A group of OC healthcare stakeholders has applied for a federal grant to create a way to address care for uninsured residents, Morris said.

That group includes the county’s Health Care Agency, CalOptima, which provides healthcare programs for children, the poor and the disabled, the Health Funders Partnership, which is a coalition of healthcare groups, hospitals and large medical groups.

Hospital operators also are coming together to work with the county government and Orange-based CalOptima.

In the meantime, Morris said he expects hospitals to make more efforts to contain their costs to offset lost money from patients and insurance companies.

“We just expect payments to continue to decrease,” he said. “Reimbursement payments under Medicare and Medicaid (will go first), then the private plans usually follow suit.”

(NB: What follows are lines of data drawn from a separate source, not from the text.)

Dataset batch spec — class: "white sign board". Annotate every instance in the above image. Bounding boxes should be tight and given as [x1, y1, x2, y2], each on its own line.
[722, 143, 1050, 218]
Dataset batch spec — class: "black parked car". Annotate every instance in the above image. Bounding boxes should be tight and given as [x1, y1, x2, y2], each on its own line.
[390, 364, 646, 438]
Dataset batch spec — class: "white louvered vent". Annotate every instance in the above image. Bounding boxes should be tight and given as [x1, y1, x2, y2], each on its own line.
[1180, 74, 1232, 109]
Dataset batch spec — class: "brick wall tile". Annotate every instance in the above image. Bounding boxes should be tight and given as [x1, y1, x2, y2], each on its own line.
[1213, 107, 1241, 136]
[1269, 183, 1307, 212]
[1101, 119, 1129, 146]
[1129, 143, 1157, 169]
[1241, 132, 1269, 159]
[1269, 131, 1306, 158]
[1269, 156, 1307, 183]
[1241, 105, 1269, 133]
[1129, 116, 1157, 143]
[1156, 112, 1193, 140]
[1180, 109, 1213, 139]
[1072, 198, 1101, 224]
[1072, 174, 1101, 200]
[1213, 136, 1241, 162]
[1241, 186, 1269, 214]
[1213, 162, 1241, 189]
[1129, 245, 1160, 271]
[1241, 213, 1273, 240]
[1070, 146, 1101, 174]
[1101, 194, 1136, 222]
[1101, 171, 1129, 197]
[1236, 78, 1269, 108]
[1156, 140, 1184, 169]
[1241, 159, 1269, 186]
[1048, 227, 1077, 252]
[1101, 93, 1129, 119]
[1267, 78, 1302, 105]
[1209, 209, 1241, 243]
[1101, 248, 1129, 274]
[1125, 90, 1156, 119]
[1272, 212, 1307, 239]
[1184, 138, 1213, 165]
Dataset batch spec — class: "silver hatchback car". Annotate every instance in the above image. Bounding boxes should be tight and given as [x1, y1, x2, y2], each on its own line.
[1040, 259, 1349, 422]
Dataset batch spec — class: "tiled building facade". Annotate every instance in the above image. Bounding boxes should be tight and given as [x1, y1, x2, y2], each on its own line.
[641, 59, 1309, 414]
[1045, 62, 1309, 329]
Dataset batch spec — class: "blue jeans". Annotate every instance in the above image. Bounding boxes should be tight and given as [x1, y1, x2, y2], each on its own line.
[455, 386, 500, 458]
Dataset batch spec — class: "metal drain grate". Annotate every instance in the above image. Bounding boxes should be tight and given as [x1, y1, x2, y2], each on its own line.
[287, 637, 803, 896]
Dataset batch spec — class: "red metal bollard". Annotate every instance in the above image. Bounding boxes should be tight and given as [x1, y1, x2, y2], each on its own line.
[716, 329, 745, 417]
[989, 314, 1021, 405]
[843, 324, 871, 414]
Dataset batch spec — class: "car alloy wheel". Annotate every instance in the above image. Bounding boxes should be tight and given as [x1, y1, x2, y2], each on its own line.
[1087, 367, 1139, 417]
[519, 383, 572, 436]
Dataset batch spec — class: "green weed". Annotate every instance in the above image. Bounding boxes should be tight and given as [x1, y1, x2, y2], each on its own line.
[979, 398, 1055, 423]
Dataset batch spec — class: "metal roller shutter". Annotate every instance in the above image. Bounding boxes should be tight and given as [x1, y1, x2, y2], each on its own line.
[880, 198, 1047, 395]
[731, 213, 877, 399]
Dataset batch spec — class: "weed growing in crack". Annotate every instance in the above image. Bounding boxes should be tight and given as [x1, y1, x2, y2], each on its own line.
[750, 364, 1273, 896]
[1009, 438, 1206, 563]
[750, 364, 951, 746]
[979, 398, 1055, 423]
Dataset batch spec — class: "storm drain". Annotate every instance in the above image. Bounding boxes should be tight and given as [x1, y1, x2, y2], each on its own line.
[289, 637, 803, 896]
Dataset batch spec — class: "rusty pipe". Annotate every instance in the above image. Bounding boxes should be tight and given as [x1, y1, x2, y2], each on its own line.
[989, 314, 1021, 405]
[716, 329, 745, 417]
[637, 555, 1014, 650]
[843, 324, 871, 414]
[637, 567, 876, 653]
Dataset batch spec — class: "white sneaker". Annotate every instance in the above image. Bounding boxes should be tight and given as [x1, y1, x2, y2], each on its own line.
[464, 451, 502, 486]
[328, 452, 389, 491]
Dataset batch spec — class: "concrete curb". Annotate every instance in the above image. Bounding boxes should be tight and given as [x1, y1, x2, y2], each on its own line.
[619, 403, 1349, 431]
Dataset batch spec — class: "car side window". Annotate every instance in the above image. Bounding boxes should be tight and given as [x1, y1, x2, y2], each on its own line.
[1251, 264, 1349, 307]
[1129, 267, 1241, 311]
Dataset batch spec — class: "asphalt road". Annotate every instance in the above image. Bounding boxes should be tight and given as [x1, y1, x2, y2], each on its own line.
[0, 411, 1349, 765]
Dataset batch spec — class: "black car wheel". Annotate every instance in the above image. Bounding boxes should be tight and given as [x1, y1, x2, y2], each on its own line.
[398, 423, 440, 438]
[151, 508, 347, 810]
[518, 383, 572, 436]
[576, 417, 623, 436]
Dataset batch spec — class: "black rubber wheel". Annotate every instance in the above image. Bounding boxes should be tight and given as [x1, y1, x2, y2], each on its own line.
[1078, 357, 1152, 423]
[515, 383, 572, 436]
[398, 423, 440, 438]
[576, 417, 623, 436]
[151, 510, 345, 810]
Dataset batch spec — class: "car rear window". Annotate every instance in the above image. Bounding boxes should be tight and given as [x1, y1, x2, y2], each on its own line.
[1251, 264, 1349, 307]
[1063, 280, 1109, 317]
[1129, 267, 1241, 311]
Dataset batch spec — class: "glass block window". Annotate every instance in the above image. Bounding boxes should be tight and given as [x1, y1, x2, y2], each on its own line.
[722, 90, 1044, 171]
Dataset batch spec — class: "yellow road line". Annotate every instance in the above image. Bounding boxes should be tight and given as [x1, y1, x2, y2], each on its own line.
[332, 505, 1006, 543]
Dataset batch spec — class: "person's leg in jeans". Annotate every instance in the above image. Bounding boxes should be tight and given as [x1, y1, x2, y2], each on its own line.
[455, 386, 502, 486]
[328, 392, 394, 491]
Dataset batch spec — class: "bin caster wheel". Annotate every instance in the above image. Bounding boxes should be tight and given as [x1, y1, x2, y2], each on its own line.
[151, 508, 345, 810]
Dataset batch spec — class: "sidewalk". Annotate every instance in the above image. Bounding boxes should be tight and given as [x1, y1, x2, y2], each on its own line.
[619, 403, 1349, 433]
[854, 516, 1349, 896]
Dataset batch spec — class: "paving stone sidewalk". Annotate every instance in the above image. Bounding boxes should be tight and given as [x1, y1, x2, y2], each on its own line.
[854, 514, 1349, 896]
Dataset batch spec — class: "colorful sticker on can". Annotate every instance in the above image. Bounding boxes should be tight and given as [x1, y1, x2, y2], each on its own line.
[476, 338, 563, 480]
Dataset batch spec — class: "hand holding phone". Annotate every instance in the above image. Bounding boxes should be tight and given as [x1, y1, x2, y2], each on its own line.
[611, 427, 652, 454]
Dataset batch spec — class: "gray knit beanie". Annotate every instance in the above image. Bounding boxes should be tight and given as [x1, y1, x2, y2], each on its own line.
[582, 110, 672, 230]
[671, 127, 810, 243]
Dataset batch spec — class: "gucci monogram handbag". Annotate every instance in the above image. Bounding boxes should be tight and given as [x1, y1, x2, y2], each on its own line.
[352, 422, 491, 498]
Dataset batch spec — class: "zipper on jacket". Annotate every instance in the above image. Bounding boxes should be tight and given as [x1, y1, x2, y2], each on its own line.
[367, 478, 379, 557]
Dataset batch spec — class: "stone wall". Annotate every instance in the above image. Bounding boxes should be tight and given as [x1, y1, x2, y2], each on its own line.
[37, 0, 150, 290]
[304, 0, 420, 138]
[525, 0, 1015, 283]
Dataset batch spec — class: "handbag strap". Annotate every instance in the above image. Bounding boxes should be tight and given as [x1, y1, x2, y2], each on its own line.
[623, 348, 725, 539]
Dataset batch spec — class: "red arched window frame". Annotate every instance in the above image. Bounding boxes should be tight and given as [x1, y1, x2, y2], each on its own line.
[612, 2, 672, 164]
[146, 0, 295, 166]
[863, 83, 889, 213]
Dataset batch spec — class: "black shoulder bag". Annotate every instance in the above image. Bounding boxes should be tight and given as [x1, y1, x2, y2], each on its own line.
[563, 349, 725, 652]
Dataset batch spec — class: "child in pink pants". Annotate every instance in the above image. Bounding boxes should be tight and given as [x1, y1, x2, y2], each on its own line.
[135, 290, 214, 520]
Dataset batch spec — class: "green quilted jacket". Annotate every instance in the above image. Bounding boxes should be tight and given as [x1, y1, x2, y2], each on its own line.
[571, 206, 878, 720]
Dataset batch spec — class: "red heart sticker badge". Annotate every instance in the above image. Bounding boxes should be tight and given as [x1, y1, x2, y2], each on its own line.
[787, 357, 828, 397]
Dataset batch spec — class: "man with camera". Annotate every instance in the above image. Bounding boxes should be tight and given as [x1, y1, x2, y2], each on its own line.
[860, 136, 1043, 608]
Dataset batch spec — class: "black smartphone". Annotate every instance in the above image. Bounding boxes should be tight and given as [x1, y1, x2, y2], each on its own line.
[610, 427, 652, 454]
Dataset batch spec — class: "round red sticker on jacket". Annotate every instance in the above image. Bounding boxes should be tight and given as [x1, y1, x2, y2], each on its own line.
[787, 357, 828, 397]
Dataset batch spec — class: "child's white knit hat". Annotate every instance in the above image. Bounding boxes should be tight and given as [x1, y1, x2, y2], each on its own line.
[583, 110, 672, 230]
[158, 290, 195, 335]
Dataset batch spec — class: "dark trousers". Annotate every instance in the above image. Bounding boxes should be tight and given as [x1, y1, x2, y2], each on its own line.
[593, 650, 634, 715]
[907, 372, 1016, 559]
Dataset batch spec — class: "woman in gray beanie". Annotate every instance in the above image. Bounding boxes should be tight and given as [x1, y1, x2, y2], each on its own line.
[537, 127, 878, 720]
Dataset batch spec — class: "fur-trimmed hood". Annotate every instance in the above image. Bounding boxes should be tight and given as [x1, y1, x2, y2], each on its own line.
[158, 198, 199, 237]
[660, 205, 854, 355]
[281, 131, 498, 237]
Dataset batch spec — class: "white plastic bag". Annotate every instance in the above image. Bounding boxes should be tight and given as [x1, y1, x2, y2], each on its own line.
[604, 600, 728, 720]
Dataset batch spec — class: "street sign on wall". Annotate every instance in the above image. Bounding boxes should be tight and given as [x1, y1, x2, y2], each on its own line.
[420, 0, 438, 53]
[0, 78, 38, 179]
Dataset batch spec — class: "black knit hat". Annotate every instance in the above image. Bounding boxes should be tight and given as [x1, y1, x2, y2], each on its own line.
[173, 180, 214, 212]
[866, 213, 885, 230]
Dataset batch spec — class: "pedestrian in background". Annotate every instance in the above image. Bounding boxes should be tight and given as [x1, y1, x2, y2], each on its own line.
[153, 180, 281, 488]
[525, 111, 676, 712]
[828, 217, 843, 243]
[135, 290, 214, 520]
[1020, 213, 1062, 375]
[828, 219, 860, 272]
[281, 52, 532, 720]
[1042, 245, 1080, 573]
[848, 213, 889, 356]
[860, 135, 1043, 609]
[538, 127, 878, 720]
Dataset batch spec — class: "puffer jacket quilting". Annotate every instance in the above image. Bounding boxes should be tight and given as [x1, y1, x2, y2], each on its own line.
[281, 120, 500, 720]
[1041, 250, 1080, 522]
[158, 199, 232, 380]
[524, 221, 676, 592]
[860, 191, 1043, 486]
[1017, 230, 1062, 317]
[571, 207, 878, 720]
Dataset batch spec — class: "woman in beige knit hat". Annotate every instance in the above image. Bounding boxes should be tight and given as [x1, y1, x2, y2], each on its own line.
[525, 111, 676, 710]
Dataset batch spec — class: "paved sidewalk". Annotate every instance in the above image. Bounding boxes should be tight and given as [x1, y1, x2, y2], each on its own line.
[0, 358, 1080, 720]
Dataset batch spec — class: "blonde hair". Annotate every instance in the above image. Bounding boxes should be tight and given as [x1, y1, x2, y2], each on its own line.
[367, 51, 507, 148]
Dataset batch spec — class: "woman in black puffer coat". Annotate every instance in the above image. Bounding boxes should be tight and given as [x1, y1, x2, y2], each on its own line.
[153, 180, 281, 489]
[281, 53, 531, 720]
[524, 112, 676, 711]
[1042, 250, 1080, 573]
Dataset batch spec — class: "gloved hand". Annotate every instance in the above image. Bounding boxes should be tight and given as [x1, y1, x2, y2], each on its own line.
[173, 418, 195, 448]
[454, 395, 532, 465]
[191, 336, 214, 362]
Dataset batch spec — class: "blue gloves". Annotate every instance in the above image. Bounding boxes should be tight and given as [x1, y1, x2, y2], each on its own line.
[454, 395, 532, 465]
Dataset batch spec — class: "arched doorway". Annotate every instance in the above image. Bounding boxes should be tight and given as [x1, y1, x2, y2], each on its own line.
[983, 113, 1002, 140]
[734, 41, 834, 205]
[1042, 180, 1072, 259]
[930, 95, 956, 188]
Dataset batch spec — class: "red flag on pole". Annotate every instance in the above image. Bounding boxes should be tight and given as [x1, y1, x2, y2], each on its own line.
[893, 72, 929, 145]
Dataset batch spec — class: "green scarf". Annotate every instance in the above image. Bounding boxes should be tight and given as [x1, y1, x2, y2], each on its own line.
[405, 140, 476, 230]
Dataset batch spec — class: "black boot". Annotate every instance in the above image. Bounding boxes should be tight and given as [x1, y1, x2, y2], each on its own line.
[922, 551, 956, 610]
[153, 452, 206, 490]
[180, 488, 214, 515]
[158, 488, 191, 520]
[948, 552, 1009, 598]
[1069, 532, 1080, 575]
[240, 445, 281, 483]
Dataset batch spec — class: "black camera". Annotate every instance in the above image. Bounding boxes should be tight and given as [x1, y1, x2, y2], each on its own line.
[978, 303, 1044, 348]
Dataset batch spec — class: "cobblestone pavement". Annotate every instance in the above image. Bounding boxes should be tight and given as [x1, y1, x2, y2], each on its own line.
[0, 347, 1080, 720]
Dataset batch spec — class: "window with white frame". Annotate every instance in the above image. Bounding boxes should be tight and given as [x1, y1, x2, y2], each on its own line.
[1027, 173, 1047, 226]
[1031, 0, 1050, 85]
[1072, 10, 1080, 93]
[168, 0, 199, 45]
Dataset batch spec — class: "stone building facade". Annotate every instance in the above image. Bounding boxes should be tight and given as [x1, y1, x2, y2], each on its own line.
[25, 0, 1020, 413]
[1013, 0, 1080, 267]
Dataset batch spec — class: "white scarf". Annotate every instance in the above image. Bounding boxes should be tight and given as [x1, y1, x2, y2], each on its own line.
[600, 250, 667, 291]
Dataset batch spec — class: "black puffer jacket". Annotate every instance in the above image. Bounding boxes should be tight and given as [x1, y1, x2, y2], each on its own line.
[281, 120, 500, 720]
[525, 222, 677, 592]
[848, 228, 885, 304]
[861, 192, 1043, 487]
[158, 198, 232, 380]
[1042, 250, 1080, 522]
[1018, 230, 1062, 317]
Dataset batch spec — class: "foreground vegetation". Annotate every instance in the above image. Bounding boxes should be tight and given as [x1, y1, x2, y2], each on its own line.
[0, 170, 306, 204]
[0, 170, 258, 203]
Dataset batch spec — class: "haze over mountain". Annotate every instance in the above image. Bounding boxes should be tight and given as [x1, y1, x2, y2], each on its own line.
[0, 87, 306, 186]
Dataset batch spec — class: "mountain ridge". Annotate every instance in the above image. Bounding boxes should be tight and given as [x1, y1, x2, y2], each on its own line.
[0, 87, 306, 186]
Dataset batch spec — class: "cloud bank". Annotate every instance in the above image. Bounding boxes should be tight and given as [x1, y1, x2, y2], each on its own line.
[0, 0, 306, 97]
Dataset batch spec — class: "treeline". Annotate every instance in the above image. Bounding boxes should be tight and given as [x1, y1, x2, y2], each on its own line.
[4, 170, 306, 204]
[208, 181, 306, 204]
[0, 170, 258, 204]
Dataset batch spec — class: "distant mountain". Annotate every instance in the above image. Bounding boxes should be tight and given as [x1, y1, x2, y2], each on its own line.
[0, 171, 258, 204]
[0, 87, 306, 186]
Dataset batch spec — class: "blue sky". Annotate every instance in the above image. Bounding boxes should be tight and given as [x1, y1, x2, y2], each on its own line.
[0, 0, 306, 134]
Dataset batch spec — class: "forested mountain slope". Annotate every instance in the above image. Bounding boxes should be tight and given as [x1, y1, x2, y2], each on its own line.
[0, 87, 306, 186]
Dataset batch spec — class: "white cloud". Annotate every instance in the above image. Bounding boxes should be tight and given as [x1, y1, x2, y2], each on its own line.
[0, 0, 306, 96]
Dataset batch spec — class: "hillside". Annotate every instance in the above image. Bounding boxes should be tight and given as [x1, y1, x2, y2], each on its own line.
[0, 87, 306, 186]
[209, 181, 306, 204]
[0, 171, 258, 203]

Since Orange County doesn’t have a public hospital—it’s only one of three counties in California without one—the burden of uninsured and underinsured patients falls on private and nonprofit hospitals and medical groups.

Overall, hospitals have to be involved with reform efforts “to be sure that we’re able, and other hospitals are able, to serve these individuals in some way,” UCI’s Belmont said.

“The basic nature of the hospitals that remain here has not changed significantly, (but) it has changed some,” he said.

Part of that change is an increased focus on trying to remain financially solvent while still properly caring for patients.

“I worry about how the underserved and the indigents are going to be taken care of if financial pressures on hospitals continue,” Belmont said.

Hospital Consolidation

Some operators are selling hospitals that have been squeezed too much.

St. Joseph Health System, an Orange-based Catholic hospital operator, spent $36.5 million last year to buy the former South Coast Medical Center—now renamed Mission Hospital Laguna Beach—from Adventist Health.

The Roseville-based operator wanted to sell it because it was geographically isolated from its other hospitals, making it hard to get managed care contracts with insurance companies.

In an effort to make it more profitable and efficient, Mission Laguna dropped some resources, such as cardiac rehabilitation, because they are available at Mission’s main campus in Mission Viejo.

“When Mission bought South Coast, South Coast was already part of a large system but was under-invested,” Morris said. “(Adventist) was really not putting in the resources that you really need to keep something up to speed.”

For a smaller hospital like South Coast, “it makes a lot more sense” for it to be paired with Mission because certain basic services can be offered with the understanding that the larger campus will offer the more specialized, complex care, Morris said.

Other hospitals are beefing up to take on more patients.

Newport Beach-based Hoag Memorial Hospital Presbyterian is continuing work on its $84 million transformation of the former Irvine Regional Hospital and Medical Center into Hoag Hospital Irvine (see story, page 25).

Hoag Irvine, which will have specialty concentrations on orthopedics and cardiovascular care, is set to open its doors to patients as early as this summer.

Another hospital that’s working under new ownership is the AHMC Anaheim Regional Medical Center, formerly An-aheim Memorial Medical Center.

Alhambra-based hospital operator AHMC Healthcare Inc. bought the hospital last summer for $60 million from Memor-ialCare Health System of Fountain Valley.

AHMC pledged another $45 million worth of improvements.

AHMC Anaheim officials did not respond to interview requests.

Deloitte consultant Morris said he would not be surprised to see more hospital consolidation on the horizon to save financial resources.

“The thought is that there’s safety in numbers and economies of scale that you get from being part of a large system, so we think we would expect that to drive consolidation,” he said. “We’re starting to see some of that.”

Independent hospitals will be rare in the coming years, Morris said.